You have finally found the property of your dreams.  The contract has been signed and you are now in the process of finding exactly how you will be living and paying off the property for the next few years.  Your lender may have already contacted you and given you the options.  When the question comes up of what kind of loan you want, be prepared for the answer that will benefit you the most.  

One of the major types of loans that you may be offered is an interest only loan.  This loan is great for some that are getting involved in a home, but for others may not be as beneficial.  This loan works by first paying off the bank interest that is added as a percentage to your loan.  After the interest is completely paid off, then you start paying off the house itself.  

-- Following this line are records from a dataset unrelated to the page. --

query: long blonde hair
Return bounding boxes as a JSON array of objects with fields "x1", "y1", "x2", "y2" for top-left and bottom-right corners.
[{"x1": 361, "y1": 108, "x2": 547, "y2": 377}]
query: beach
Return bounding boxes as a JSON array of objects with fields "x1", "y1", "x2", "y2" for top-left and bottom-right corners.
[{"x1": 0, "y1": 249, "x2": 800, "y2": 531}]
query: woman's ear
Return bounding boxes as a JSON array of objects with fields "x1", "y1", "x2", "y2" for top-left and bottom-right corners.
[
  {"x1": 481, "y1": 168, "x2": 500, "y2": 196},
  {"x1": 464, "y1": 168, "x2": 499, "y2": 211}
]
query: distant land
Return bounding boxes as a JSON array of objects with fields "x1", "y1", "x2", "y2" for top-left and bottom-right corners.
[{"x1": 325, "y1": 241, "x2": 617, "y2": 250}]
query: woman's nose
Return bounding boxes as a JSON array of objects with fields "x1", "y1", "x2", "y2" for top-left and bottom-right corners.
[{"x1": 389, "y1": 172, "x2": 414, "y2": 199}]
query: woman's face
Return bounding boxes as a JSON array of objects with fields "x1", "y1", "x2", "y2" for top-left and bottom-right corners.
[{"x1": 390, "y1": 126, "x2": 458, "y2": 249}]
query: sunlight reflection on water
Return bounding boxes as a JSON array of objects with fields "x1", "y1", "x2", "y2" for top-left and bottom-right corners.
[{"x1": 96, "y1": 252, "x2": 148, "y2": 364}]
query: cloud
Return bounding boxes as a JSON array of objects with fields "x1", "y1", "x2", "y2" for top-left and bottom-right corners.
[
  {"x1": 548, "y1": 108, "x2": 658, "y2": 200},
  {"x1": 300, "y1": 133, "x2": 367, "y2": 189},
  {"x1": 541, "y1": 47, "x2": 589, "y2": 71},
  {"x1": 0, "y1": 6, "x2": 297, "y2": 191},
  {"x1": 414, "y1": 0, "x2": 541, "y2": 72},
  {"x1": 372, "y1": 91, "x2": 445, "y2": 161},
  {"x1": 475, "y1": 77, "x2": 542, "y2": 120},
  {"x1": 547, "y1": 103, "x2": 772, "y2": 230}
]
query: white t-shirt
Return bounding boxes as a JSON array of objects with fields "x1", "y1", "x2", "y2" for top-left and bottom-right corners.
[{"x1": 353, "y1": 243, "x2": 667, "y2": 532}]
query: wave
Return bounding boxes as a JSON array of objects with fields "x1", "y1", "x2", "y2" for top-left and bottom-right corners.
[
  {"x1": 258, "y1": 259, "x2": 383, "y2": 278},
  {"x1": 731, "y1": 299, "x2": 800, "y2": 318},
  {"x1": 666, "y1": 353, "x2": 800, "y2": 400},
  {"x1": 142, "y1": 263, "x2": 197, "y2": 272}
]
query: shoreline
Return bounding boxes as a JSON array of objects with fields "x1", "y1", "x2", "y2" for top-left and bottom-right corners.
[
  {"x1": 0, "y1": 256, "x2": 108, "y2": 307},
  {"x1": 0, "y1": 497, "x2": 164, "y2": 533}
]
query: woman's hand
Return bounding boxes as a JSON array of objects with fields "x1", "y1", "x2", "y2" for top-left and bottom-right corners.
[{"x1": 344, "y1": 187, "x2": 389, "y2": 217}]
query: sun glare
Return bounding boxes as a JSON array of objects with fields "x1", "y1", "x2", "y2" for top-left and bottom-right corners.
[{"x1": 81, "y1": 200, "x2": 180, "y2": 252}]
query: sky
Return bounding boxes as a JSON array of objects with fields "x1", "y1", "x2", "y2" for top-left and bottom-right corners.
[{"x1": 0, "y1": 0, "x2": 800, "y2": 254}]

If you are looking at an interest only loan, you will want to make sure that the standard interest rates at the time are in the lower percentage.  Interest only loans will have two types of interest rates that may be applied.  The first is a fixed interest rate, which will mean that the percentage you pay will stay the same the entire time that you have the loan.  The second will be a variable interest, where it will fluctuate according to the economy.  This type of interest rate is good if you want to pay higher or lower amounts at different times, but not good if your paycheck doesn’t have the same flexibility.  

The interest that you get with an interest only loan will be determined by the lender and how they decide to set up your loan.  It may also be determined by the amount of the down payment that you make and specific rules that are set to the loan.  Before signing the papers, make sure that you know how all of these apply and what it means.  

If you want to make sure that you get the best deal, then it will be important to know what the individual rules are.  By doing this, you can ensure that your payments are beneficial to you as well as everyone else.  One place to investigate is with the possibilities of an interest only loan.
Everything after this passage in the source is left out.